Plans for a new multi-million pound health centre in Didcot have collapsed.

Now GPs at the surgery in Britwell Road have just six months to find a new home before their funding window expires next April.

Plans for an alternative site are being drawn up but it will mean building on recreation land in the town.

The surgery, which looks after 16,500 patients, has been described by GPs as unsafe and intolerable because the building is rundown and too small to cope with the town's growing population. Doctors had hoped to redevelop the existing site by buying the neighbouring ambulance station, but after two years of talks that plan has been shelved because of disagreements over the land value.

New regulations say trusts must sell property for the historical value shown in their accounts and, in the case of Didcot ambulance station, that is twice the market value.

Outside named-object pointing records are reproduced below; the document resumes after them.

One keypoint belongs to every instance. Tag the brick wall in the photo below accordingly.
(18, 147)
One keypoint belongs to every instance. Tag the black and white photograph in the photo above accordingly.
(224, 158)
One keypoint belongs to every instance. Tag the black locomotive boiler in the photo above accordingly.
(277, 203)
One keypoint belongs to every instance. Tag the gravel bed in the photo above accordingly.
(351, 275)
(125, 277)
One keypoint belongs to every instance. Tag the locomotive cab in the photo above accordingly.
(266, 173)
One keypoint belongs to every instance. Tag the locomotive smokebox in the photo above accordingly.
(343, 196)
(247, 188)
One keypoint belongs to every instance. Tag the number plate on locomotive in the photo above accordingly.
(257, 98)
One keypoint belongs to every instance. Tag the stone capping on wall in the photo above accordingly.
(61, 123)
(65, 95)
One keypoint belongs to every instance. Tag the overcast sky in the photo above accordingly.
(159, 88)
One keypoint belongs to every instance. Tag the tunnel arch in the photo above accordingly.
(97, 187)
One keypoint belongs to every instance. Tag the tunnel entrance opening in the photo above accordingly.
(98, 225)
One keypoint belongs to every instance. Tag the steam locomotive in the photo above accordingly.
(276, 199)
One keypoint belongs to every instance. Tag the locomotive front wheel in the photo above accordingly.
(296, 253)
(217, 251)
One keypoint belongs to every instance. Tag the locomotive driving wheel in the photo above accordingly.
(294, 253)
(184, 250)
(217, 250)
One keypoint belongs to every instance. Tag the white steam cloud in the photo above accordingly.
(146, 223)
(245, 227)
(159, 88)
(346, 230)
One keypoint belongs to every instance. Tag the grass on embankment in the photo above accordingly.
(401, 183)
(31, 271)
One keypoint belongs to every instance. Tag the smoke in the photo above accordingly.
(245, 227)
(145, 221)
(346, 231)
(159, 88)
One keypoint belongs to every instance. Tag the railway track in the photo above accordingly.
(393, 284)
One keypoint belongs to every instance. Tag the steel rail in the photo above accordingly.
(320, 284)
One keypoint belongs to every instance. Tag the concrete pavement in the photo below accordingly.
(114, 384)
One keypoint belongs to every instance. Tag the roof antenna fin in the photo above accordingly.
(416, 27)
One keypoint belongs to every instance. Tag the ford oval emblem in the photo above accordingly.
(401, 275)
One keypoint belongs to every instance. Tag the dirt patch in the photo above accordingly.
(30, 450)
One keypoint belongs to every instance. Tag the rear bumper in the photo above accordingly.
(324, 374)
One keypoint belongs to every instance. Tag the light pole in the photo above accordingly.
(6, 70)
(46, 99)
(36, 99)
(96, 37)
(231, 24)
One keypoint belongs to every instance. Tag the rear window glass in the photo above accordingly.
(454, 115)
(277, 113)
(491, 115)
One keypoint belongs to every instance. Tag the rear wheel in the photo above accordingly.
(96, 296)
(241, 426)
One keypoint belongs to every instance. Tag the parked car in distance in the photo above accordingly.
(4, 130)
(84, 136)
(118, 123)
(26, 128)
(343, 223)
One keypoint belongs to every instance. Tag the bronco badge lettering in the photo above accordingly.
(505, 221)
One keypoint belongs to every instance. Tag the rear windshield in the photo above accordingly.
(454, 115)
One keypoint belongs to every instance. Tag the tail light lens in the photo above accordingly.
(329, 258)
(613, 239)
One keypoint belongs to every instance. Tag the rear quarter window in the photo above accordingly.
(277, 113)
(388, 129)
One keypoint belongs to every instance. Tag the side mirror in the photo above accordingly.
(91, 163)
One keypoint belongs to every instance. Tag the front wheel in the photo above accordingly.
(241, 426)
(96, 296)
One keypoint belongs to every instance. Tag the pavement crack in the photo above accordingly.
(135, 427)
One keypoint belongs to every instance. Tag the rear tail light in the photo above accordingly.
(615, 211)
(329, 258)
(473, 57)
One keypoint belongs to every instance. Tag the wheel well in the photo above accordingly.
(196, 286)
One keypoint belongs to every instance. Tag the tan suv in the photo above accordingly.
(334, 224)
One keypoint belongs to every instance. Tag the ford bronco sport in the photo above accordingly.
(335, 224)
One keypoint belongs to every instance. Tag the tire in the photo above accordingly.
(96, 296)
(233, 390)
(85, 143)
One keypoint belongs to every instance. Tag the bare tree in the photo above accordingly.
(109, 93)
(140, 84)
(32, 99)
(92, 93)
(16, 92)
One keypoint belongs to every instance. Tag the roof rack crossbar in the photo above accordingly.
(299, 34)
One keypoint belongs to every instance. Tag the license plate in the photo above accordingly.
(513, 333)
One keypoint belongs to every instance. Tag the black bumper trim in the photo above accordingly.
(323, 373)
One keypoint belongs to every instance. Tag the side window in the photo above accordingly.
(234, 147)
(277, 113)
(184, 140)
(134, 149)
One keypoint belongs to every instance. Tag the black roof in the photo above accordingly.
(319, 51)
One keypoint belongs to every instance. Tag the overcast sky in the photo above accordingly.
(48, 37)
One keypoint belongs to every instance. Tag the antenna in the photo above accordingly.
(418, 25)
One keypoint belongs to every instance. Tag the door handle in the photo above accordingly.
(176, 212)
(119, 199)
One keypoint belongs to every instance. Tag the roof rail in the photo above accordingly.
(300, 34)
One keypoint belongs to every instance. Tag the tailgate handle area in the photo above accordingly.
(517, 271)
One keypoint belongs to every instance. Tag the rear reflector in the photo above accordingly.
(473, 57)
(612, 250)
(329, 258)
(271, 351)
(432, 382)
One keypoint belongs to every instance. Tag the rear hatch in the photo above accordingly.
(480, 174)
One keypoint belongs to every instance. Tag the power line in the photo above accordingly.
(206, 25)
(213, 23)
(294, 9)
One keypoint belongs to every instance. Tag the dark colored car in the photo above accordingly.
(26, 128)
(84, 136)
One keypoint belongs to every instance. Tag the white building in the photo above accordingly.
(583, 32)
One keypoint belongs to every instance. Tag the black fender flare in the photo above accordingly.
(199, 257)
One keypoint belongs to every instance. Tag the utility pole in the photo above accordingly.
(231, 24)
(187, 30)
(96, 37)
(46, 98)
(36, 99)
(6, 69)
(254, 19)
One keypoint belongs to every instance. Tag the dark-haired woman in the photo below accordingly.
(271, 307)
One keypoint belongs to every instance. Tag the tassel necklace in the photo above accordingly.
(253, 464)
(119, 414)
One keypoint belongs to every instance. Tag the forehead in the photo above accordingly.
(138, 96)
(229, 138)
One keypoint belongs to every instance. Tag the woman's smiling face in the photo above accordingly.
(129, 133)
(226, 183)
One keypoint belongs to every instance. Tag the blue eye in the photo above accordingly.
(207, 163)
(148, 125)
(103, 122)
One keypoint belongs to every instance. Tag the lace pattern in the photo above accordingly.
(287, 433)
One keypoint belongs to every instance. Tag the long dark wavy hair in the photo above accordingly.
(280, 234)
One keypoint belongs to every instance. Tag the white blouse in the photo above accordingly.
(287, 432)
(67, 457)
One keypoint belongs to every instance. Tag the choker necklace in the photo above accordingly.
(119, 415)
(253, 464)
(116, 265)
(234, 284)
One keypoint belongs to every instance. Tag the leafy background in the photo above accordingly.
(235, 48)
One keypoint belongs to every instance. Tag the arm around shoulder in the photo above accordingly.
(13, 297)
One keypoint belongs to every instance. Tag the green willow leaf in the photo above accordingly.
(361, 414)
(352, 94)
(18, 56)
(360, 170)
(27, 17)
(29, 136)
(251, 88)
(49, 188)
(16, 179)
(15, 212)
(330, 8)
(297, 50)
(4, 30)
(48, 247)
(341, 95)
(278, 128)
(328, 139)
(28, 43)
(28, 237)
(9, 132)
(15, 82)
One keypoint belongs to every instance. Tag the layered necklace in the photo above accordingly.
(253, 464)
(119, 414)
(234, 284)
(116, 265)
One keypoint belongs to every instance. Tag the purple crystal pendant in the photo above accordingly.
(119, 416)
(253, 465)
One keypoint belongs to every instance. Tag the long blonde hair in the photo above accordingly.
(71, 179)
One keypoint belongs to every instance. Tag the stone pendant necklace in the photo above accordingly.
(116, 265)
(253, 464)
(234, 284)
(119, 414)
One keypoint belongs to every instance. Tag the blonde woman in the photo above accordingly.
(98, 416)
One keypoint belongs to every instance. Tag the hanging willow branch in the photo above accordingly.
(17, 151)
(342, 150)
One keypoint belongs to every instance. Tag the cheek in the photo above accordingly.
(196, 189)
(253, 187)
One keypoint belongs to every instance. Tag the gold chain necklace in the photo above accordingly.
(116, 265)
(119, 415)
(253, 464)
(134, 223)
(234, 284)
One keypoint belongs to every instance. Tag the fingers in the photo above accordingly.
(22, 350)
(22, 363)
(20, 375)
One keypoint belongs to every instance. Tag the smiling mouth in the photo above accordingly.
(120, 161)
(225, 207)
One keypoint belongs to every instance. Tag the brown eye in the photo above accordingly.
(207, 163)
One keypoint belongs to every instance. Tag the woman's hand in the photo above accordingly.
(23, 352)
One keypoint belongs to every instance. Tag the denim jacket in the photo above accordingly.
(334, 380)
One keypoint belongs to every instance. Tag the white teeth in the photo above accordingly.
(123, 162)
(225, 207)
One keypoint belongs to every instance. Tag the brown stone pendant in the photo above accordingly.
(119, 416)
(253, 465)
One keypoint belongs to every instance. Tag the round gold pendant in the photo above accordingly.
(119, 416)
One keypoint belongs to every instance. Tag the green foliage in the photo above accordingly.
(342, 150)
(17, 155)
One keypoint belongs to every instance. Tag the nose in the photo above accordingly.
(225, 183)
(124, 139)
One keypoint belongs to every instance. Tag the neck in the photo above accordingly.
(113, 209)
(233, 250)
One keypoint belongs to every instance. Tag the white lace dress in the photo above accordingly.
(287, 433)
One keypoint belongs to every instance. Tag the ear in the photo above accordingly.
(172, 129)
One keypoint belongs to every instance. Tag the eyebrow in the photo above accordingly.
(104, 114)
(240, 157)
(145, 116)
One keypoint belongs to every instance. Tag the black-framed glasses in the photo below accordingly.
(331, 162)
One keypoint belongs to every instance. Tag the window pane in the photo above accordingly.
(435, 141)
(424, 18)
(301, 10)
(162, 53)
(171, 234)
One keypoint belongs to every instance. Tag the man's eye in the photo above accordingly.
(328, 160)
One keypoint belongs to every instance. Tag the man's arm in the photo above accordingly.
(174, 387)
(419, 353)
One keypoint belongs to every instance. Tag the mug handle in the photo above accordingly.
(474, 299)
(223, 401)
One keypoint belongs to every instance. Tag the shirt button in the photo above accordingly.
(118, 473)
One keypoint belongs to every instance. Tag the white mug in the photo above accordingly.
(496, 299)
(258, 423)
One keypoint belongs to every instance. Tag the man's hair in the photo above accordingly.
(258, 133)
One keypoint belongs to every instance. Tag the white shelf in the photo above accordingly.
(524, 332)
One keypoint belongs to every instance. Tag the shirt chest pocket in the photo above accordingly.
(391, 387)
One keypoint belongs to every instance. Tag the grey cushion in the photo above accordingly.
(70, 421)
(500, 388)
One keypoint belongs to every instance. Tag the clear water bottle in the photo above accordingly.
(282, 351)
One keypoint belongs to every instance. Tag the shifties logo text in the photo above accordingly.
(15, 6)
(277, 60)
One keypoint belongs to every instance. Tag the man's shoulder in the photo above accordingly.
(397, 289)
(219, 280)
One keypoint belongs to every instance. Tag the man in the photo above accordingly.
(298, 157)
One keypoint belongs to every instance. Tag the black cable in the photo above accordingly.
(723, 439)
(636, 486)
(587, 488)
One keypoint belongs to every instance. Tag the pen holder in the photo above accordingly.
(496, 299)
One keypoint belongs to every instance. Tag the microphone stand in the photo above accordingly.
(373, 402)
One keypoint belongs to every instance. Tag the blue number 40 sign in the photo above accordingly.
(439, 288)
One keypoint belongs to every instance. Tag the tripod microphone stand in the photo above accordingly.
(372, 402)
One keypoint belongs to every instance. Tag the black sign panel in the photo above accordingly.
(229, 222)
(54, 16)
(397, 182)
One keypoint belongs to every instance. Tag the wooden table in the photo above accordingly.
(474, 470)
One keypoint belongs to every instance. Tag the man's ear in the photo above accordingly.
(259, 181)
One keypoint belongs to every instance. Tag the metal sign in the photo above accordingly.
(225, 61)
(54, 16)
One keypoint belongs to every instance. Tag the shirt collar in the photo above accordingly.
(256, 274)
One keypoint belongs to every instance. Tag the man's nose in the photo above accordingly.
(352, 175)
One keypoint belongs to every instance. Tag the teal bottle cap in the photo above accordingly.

Doctors described the change as an 'absurd trap', but pleas to the NHS at the highest level have fallen on deaf ears.

A statement released by GPs this week said: "We are all bitterly disappointed that this wonderful opportunity will be lost and remain anxious about our ability to maintain the standards of care reasonably expected by all our patients and the reforming NHS.

It continued: "We must redevelop as the current situation is unsafe and intolerable."

Plans are hurriedly being drawn up to build a new centre on the Smallbone Recreation Ground, also in Britwell Road, which is owned by the town council. Doctors are appealing to residents to support the scheme.

A planning application will be submitted to South Oxfordshire District Council. If the project gets the green light, building work could start next summer and the health centre could be operational by spring 2007.